①個別指導の通知が指導日のだいたい4週間前に届く。
②指導日10日前までに事前提出書類を作成して送付する。
③事前に患者リストが送られて来てその患者の処方箋や薬歴などを用意する (新規の場合は1週間前10件その他個別指導の場合1週間前に15件、指導日前日に15件の計30件


必要書類

当日までに準備

(1)調剤録等(別途連絡する患者に係る直近1年分)
・調剤録
・処方せん
・薬剤服用歴の記録(電子薬歴システムから出力した印刷物となる場合は、入力・変更の履歴が確認できるもの)
・薬剤服用歴管理指導料に係る薬剤情報提供文書
・薬剤服用歴管理指導料に係る手帳への記載内容の分かるもの
・在宅患者訪問薬剤管理指導料に係る薬学的管理指導計画書及び医師に対して訪問結果について必要な情報提供をした文書

※調剤録等について、電子データで持参される場合は当事務所まで連絡下。
※薬剤服用歴の記録について、書類が膨大になる場合は当事務所までお問い合わせ。

(2)施設基準等に関する届出、関係書類及び帳簿等

(3)商業登記簿謄本等
・商業登記簿謄本(出資状況が確認できる書類を添付)
・定款
・総勘定元帳④寄付行為に係る関係書類(寄付行為がある場合)

(4)不動産登記簿謄本又は賃貸借契約書

(5)薬局の管理に関する帳簿(業務日誌)

(6)領収証(控)(保存している場合、直近1年分程度)

(7)領収証及び明細書の様式(記載前のものを各1部)

(8)患者ごとの一部負担金徴収に係る帳簿又は患者ごとの内訳のある日計表等(直近1年分程度)
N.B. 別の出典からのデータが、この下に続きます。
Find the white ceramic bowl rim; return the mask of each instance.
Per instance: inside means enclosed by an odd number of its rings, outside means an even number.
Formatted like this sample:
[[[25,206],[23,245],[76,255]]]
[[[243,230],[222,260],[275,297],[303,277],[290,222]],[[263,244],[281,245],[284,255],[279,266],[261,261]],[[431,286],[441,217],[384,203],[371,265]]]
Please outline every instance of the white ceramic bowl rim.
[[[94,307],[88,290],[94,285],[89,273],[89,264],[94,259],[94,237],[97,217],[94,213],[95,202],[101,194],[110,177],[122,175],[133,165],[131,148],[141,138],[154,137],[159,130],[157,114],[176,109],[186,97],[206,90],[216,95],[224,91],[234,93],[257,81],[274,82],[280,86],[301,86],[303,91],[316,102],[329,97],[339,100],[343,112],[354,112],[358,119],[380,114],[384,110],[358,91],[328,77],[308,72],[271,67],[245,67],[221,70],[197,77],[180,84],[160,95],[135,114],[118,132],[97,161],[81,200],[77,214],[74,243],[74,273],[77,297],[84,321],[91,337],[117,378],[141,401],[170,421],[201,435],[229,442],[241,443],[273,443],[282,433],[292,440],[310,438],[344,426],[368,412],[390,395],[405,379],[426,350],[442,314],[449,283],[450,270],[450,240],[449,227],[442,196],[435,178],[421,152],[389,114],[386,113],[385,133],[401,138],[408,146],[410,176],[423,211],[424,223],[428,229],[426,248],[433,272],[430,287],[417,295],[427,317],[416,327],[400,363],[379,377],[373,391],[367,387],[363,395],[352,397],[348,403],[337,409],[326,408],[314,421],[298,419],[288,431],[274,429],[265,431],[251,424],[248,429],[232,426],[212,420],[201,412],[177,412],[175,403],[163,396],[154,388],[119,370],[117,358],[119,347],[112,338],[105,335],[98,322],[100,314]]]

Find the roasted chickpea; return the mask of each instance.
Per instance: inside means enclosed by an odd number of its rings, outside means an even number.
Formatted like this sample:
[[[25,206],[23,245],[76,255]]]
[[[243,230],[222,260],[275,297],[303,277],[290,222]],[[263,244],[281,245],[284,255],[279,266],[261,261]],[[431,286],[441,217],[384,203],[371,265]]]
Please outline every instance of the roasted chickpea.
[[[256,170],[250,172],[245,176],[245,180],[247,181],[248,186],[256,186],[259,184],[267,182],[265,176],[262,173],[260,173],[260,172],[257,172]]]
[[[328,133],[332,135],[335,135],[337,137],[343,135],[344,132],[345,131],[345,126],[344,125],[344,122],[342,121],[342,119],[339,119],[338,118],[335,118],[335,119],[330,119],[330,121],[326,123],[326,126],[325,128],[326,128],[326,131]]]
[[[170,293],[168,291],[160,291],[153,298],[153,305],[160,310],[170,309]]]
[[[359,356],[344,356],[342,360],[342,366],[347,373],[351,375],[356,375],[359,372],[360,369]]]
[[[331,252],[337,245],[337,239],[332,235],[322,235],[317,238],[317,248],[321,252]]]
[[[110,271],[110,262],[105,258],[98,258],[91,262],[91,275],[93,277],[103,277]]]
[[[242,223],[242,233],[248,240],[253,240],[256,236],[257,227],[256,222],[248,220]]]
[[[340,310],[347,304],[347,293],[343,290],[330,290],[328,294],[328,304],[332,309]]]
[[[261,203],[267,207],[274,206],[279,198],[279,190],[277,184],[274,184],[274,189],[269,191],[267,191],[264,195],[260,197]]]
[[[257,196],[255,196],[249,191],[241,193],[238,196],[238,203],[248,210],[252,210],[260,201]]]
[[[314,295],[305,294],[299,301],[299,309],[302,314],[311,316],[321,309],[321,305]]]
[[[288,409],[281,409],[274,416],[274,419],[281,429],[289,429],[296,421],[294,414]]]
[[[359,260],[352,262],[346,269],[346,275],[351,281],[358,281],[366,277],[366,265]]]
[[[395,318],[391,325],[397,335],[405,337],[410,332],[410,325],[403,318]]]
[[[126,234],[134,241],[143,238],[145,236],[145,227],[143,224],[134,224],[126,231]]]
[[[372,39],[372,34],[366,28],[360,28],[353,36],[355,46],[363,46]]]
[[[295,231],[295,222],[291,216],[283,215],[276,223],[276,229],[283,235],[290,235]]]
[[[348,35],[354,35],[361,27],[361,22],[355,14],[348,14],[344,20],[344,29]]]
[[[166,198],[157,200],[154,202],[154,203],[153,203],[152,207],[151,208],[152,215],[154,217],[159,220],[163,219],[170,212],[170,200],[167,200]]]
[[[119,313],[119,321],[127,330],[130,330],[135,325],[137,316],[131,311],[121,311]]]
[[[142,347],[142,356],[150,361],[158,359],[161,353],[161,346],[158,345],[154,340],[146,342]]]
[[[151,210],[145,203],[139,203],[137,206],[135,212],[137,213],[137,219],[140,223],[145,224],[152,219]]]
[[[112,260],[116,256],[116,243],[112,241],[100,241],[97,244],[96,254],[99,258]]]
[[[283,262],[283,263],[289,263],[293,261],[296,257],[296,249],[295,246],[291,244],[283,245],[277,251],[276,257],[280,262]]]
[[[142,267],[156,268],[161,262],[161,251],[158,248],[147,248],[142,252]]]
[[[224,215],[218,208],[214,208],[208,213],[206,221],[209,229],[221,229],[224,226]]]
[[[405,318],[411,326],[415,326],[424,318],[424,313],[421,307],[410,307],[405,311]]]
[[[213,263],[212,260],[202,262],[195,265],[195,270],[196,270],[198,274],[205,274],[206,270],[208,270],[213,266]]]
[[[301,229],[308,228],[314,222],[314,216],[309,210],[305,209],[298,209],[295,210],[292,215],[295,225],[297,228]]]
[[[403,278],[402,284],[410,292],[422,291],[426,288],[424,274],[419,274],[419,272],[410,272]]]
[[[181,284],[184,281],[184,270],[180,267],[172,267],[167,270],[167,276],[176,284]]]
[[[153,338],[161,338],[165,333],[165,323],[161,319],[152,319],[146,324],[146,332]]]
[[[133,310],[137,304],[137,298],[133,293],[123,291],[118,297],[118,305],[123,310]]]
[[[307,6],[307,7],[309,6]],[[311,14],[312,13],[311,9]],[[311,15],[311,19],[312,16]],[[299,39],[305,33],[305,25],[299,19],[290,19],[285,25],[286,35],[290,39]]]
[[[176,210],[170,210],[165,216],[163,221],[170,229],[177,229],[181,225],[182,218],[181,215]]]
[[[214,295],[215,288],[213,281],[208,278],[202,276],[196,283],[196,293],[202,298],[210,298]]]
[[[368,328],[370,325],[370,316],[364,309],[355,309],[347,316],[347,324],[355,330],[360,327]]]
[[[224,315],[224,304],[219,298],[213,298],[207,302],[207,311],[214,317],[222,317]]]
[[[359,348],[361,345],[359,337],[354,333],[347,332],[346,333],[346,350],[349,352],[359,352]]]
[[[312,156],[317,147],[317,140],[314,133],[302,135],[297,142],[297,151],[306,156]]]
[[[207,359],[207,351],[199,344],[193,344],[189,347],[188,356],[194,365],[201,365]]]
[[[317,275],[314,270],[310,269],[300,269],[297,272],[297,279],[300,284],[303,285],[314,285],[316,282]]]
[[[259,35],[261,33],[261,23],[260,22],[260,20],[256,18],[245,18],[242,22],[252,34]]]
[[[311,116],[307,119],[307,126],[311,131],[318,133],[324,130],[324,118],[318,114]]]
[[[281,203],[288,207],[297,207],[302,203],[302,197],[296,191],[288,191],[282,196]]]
(9)保険外負担一覧表(患者の希望に基づく、内服薬の一包化・甘味剤等の添加・服薬カレンダーの提供等)

(10)審査支払機関からの返戻・増減点通知に関する書類(直近1年分程度)

(11)請求事務を外部委託している場合は、その契約書等

(12)医療用医薬品及び特定保険医療材料等の購入・納品伝票(直近一年分程度)

(13)局内・局外掲示物(コピー、写真で可)

(14)同一開設者となっている他の保険薬局がある場合は、その一覧(様式は任意で各保険薬局の名称及び所在地を記したもの。)



事前に提出

・薬局の概要
・薬局の平面図(ビルの場合、各階の平面図)
・薬局付近の見取り図(近所の薬局及び医療機関を含めて記入されているもの)
・調剤業務(患者の受付から帰るまでの薬局内における業務)及び調剤報酬請求事務(調剤報酬明細書の作成から審査支払機関に請求するまでの薬局内での事務)についての流れ図
・後発医薬品調剤割合
・保険薬局処方せん等調べ
・在宅患者に対する薬学的管理及び指導の実績
・医療材料及び衛生材料一覧
・電子薬歴システムの概況について
・返戻及び増減点通知
・開設者及び管理薬剤師の略
・FAX番号連絡票

※様式が指定されているのでそれにそって記載。